The doctor explained their options, which at the time meant telling Sullivan Lee she could send her son away. She immediately told the doctor, “No.”
This experience, along with others involving her son, Kevin, is described in the book “Bloom Where You Are Planted,” which published this year.
Through this book, Sullivan Lee has been able to share the message that "life with Down syndrome is OK" with parents of children with Down syndrome and those in the community.
“I want to help others learn that people with cognitive disabilities want to be a part of — rather than apart from — the rest of the community,” she said.
And Sullivan Lee has spent the last five decades searching for this inclusion both in the educational system and the community.
Kevin went to a school for people with disabilities away from his neighborhood until he was 17, despite efforts by Sullivan Lee and her husband to keep him closer to home.
The Education for All Handicapped Children Act — the predecessor of the Individuals with Disabilities Education Act, or IDEA — was passed in 1975 and required that children with disabilities be educated alongside peers without disabilities whenever possible, as long as that environment could provide the education they needed.
Based on this new law, Sullivan Lee and her husband initiated a due process procedure that won Kevin the right to be educated in his own neighborhood school with peers who were not disabled.
Kevin was the first person with Down syndrome to graduate from Glenbard East High School in Lombard.
Sullivan Lee then helped found the Parents Alliance Employment Project, which partnered with what is now called the workNet DuPage Career Center to provide credits for employers who hire people with disabilities, creating a way for people with disabilities to get “normal” employment.

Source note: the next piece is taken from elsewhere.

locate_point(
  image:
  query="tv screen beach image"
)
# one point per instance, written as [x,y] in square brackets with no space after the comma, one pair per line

Kevin has a volunteer job shredding documents at a government office, which he has been doing for about 20 years. He also takes physical education and individualized reading courses at the College of DuPage.
Even with the improvements Sullivan Lee has seen and fought for during her time, she said not all problems in the educational system and community have been answered; there still are areas in need of improvement and advocacy.

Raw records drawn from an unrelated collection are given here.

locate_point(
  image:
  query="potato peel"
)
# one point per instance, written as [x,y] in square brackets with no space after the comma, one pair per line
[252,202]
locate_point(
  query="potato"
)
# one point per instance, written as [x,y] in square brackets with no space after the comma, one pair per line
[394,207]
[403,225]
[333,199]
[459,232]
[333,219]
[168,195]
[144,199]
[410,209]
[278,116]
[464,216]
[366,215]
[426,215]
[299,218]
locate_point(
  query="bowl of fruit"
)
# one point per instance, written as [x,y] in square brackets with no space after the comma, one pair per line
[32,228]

She wants parents of children with Down syndrome to know their loved ones can have a “very nice, happy, comfortable life while living with Down syndrome,” something Kevin has shown throughout his own life.
And just as his mom has enjoyed life with him, Kevin has enjoyed life with his mom.
Kevin said he is proud of the book his mom wrote for him, a book that’s described on the cover as “a story of family love for a special person.”